MACKLIN, JAMES A. Botany Department, The Academy of Natural Sciences, 1900 Benjamin Franklin Parkway, Philadelphia, PA 19103. - The influence of Charles Sprague Sargent on Crataegus taxonomy in the early 20th century.
In the early twentieth century more than 1000 new North American
Crataegus species were described by a small number of
influential botanists. The most prominent of them was Charles Sargent
who described an astounding 732 new species in Crataegus while
director of Harvard University’s Arnold Arboretum. The large number
was the result of keen field observation combined with a narrow
species concept. Understanding his delimitation of species is
complicated by his idiosyncratic and often confusing way of citing
type and other specimens and his unique type-specimen concept.

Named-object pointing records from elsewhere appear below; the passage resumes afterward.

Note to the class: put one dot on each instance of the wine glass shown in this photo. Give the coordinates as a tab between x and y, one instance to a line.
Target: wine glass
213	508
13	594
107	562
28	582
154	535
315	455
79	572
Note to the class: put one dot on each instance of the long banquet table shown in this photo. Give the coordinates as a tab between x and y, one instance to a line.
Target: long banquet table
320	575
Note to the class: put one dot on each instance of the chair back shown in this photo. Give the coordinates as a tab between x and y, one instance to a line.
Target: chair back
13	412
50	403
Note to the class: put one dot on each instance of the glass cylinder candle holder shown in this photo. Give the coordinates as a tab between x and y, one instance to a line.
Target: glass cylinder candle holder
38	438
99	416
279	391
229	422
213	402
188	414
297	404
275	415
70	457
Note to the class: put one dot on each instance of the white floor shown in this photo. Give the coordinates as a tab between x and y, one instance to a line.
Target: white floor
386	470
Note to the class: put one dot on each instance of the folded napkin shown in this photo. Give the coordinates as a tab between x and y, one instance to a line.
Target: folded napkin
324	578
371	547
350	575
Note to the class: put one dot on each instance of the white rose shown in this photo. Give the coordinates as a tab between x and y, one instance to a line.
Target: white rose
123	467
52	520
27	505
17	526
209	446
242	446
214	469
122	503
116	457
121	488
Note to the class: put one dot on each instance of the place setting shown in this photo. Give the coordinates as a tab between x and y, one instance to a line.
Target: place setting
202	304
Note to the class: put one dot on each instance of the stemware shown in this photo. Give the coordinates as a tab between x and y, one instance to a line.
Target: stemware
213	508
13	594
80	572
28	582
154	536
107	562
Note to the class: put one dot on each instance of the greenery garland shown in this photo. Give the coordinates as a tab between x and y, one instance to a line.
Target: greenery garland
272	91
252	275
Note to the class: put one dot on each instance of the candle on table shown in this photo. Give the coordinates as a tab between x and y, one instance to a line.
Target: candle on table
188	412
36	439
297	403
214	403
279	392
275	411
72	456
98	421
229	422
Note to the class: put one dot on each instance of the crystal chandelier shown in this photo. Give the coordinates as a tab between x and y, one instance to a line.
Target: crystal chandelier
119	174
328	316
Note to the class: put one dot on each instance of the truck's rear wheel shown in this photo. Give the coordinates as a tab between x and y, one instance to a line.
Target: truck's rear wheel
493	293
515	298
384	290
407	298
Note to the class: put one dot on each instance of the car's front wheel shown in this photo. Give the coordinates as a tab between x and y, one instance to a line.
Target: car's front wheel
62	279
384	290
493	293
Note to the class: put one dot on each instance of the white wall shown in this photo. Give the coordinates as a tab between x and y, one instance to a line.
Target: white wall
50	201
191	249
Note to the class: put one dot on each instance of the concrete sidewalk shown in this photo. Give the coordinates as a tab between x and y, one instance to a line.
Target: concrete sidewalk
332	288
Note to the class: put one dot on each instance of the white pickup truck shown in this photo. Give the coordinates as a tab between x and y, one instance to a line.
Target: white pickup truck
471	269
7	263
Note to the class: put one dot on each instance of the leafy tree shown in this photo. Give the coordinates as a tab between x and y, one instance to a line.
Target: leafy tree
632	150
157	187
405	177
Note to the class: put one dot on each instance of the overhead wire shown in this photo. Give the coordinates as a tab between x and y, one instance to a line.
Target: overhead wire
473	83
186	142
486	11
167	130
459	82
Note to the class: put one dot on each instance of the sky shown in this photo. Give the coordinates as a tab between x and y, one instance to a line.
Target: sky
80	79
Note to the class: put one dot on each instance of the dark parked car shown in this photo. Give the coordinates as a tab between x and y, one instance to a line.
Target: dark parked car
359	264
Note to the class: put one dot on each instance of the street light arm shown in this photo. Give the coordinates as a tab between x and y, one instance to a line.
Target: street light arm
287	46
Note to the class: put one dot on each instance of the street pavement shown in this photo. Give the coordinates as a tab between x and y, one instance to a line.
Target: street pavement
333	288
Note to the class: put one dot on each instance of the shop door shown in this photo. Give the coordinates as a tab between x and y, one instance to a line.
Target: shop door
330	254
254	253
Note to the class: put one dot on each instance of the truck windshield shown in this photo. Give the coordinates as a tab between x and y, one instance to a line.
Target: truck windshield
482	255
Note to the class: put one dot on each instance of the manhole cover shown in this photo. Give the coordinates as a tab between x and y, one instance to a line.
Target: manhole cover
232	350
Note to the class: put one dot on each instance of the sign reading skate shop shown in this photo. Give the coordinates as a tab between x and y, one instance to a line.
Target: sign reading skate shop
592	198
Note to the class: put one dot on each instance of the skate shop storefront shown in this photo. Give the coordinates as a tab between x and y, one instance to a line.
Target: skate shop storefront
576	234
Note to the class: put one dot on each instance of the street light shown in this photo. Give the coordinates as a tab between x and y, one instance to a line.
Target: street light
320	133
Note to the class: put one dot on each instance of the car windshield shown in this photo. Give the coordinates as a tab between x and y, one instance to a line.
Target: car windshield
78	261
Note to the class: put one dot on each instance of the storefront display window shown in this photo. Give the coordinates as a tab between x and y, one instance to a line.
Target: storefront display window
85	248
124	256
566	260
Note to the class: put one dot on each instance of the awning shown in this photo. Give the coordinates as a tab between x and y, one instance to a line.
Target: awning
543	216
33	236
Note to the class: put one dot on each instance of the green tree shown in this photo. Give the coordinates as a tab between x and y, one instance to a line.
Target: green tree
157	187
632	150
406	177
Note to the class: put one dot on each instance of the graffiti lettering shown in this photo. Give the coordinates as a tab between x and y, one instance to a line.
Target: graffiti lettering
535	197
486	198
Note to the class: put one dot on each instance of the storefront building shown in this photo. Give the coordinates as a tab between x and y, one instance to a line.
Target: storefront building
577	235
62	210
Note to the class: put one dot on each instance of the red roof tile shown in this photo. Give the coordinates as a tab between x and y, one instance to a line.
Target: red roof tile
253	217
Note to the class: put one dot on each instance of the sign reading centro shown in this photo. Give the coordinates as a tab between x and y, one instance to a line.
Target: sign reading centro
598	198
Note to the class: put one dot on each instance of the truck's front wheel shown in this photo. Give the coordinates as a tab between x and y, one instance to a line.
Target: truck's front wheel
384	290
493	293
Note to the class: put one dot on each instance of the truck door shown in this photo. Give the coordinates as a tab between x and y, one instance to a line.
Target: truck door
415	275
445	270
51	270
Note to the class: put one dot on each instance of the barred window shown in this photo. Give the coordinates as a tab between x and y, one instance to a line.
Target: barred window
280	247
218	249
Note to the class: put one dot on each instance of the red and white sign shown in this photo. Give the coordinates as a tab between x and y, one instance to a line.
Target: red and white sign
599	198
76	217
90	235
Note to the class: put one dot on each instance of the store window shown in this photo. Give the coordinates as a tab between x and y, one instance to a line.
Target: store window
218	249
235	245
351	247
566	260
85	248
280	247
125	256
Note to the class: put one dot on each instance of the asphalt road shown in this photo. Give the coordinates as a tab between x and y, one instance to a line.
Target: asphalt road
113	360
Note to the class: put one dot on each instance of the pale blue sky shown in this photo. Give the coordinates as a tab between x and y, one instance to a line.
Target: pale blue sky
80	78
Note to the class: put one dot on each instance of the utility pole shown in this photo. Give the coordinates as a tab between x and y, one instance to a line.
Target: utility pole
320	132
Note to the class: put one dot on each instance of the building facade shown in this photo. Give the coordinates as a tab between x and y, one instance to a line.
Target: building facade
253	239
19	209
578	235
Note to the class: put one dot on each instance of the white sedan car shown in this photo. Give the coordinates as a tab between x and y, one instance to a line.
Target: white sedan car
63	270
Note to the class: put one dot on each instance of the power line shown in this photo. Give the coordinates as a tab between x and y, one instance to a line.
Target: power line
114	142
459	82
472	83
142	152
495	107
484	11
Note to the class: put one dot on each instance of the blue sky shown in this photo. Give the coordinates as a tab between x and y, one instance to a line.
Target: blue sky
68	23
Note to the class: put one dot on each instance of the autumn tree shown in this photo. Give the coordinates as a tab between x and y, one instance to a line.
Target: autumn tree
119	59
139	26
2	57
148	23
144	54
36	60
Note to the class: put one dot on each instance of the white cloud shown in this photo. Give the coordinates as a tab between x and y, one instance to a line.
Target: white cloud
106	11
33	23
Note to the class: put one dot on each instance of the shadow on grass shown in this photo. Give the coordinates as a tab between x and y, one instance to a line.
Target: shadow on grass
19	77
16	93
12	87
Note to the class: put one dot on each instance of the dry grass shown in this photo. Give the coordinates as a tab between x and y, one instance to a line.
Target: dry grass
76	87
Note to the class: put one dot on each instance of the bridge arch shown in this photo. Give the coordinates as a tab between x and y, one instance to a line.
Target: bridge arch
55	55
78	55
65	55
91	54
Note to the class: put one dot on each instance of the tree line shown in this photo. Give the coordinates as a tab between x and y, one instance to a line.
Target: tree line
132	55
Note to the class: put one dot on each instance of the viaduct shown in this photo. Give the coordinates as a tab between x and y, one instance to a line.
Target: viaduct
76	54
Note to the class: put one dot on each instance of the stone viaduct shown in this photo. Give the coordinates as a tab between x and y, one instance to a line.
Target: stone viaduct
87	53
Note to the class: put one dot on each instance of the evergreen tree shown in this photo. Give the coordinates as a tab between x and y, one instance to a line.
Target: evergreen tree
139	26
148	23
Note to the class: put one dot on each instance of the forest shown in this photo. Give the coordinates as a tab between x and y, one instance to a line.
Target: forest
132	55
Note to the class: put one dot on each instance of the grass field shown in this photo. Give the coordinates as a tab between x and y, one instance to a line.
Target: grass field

Examples of Sargent’s citations discussed here provide evidence of the
way he viewed types and the association of the name with a living
“type tree.” It is unclear what contact Sargent had with the
international taxonomic community that was actively attempting to
standardize the nomenclatural process. Near the end of his career,
however, Sargent began to designate a single specimen as a type.
Sargent’s frequent failure to designate a single type specimen creates
a need for lectotypification in order to properly assign names.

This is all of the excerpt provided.